Ed è, secondo il Vangelo che abbiamo ascoltato, “promessa sposa”. Ossia non è sola. Mentre Adamo a causa del peccato era caduto nella solitudine come cadiamo noi in solitudine quando ci allontaniamo da Dio e quindi dagli altri pur rimanendo fisicamente sempre in mezzo agli altri … Maria è “promessa sposa”, è per il suo sposo, è fatta, come siamo fatti tutti noi per la gioia della comunione, per amare ed essere amati. Per dare a qualcuno l’eccedenza di noi stessi, vivere in relazione di amore, vivere cioè come Dio che è sempre in relazione di amore con noi, una relazione che non la arresta neppure il nostro peccato, i nostri ripetuti no alla Sua volontà.

Maria è “promessa sposa”. È colei che è la nostra memoria, la nostra origine, da sempre, che ci rimanda alla promessa che Dio ha fatto a noi da sempre e per sempre: di essere per noi sposo amoroso e misericordioso e nello stesso tempo ci rimanda alla promessa futura, quella dove Dio sarà nostra meta, vita eterna che ci assicura che non finiremo nel nulla.

E se vivremo guardando a Lei, come Lei che non è distante da noi ma solo la “piena di grazia” così come siamo stati riempiti di grazia tutti noi nel giorno del Battesimo, anche noi, come Lei potremo essere “vergini”. Cioè floridi, freschi, forti, non fatti per la morte ma per la vita, puri perché appartenenti solo a Dio!

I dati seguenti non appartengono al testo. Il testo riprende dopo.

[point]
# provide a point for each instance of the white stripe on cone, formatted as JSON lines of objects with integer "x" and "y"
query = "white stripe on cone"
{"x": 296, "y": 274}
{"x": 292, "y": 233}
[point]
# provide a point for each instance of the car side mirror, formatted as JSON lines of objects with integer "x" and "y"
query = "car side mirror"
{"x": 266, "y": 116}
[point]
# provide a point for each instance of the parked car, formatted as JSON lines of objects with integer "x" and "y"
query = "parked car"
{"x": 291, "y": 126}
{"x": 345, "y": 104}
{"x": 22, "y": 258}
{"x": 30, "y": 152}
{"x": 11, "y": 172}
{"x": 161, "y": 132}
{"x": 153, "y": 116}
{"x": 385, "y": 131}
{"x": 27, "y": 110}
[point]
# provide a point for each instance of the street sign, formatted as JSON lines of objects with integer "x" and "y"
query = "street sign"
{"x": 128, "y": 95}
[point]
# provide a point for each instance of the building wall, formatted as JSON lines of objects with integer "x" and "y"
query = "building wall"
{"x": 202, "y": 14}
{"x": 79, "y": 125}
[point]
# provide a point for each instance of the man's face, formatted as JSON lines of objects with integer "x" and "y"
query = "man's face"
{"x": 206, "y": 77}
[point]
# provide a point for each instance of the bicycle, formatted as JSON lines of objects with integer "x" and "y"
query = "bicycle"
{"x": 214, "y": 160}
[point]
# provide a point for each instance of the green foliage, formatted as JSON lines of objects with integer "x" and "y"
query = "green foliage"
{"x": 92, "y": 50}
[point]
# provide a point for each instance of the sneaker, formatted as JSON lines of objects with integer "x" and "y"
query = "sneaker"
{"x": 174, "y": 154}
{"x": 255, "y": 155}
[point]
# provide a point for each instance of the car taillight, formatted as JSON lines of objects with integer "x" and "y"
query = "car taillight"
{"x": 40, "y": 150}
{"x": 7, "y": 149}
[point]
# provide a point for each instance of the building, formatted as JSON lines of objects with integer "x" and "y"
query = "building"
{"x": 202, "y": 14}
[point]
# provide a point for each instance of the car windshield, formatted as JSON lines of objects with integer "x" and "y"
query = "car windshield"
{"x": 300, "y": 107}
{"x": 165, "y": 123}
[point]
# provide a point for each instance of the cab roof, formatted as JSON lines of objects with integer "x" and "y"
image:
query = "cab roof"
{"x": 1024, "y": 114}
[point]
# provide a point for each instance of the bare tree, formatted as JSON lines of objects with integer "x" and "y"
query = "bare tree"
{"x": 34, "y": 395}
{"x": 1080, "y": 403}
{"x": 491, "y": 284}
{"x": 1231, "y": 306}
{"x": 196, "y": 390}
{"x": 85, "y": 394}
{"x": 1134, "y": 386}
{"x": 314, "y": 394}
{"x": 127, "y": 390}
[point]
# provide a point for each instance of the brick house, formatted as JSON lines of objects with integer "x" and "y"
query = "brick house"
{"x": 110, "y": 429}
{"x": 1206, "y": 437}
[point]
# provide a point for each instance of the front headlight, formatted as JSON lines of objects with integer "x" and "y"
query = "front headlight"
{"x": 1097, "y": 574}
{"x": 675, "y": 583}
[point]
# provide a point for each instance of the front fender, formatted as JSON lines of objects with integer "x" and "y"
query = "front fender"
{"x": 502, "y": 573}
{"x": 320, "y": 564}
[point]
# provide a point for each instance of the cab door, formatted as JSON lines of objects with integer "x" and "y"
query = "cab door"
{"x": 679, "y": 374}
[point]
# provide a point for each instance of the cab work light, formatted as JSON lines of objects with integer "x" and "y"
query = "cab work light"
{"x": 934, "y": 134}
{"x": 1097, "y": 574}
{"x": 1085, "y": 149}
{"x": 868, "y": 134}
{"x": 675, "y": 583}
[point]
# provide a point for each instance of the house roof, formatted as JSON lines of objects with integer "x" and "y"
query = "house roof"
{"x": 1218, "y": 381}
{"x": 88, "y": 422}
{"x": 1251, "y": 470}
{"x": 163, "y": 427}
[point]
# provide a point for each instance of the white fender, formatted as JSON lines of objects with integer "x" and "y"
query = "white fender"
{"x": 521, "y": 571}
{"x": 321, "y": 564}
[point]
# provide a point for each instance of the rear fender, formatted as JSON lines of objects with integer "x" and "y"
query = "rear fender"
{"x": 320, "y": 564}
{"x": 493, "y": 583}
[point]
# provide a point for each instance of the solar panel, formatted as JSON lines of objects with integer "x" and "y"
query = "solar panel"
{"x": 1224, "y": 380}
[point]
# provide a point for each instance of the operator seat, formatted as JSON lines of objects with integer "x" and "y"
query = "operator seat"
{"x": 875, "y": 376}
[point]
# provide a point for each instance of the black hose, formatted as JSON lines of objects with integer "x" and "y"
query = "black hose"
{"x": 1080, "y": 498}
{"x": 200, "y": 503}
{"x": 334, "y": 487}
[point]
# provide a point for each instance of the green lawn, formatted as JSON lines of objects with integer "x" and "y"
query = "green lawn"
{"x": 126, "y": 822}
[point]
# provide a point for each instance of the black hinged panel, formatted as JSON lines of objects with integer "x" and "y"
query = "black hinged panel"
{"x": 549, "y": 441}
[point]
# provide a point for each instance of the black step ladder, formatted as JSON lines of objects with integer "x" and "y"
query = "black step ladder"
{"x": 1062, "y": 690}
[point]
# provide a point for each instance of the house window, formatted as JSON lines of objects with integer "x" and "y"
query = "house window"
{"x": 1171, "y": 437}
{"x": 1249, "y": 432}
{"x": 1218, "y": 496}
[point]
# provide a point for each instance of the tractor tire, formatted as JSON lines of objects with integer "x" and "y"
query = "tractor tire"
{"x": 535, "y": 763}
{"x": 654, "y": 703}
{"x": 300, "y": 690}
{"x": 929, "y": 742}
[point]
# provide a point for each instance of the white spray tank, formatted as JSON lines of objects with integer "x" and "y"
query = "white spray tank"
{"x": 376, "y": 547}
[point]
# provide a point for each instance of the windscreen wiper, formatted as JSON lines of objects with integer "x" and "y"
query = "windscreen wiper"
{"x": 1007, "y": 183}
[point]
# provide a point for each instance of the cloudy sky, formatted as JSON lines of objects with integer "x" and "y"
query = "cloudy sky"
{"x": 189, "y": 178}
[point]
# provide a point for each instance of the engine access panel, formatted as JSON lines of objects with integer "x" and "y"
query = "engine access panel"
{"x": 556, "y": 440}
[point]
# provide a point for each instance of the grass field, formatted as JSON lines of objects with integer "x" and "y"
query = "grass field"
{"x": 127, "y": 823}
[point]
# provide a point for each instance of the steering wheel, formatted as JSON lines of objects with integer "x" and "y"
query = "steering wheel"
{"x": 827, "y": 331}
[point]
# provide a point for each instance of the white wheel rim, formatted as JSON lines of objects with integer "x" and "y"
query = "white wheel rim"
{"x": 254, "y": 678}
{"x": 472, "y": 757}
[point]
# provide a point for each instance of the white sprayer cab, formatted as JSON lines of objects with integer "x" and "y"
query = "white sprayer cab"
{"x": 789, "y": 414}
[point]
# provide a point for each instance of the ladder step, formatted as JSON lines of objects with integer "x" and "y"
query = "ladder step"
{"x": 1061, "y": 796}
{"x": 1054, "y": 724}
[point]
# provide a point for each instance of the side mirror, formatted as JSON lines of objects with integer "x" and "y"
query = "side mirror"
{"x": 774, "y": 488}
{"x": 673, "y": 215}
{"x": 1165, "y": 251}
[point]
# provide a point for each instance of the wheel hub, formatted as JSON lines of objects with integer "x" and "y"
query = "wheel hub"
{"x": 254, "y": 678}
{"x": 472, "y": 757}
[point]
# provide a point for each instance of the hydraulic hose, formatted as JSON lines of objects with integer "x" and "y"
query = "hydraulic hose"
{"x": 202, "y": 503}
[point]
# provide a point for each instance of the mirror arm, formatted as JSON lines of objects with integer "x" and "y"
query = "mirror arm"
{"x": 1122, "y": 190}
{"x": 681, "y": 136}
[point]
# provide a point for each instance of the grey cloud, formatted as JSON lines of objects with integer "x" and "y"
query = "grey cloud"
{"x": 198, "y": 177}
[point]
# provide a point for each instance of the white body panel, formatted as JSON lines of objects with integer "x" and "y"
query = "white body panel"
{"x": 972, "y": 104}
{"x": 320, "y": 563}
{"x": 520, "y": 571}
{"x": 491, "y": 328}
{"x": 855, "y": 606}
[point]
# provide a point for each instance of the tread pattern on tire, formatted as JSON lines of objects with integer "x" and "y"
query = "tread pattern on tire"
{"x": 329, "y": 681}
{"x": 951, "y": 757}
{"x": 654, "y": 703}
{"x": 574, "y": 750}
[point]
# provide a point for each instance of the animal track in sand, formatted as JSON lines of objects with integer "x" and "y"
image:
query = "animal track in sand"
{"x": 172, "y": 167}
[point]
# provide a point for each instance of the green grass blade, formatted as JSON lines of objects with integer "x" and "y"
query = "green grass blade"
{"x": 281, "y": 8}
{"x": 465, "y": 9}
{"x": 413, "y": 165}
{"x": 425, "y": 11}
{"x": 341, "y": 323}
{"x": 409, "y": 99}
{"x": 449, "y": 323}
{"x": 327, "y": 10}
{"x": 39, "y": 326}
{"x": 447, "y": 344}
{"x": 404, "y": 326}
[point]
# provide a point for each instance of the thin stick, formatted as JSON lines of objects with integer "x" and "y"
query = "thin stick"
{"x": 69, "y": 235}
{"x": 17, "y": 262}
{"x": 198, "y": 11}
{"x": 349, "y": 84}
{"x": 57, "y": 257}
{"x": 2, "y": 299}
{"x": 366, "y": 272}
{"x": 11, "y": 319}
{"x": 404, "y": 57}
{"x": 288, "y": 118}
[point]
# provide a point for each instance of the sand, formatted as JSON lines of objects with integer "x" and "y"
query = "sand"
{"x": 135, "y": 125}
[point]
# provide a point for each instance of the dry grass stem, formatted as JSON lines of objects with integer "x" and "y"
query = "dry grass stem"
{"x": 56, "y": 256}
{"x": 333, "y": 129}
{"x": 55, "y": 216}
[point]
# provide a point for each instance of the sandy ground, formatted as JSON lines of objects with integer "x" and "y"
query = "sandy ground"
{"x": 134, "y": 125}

Certamente, se guardiamo a noi, non siamo proprio così. Nonostante il battesimo portiamo molte rughe sui nostri volti, molti segni di pesti attraversate o che stiamo vivendo. Impariamo, guardando a Maria, che la verginità può essere anche la nostra destinazione. Certo, per alcuni tra noi non sarà forse la verginità fisica, ma vergine significa appartenere ad uno solo, al proprio amato in maniera esclusiva proprio come la madre è vergine tanto più quanto più si rivolge esclusivamente alla cura del figlio.

Ebbene, anche noi, guardando a Maria, se sapremo credere alla promessa di destinazione all’eternità che Dio dà a noi suoi figli amati, se sapremo rimanere in relazione con Dio, se sapremo vivere alla Sua presenza, se Lui tornerà ad essere il centro del nostro pensare, agire, vivere … allora saremo anche vergini ossia capaci di generare al mondo Dio, di essere padri e madri di tutti e così dedicarci esclusivamente ad amare gli altri come Colui di cui abbiamo ricevuto la stessa vita nel giorno del Battesimo, di Colui che ha riempito di gioia ed esultanza l’Immacolata Vergine Maria, la tutta bella, la tutta pura, la tutta santa in cui non è macchia di peccato e alla quale stasera nuovamente affidiamo noi, le nostre vite, la nostra città e tutta la nostra umanità ancora bisognosa di relazione con Dio e di imparare ad amare con cuore vergine e indiviso. Amen.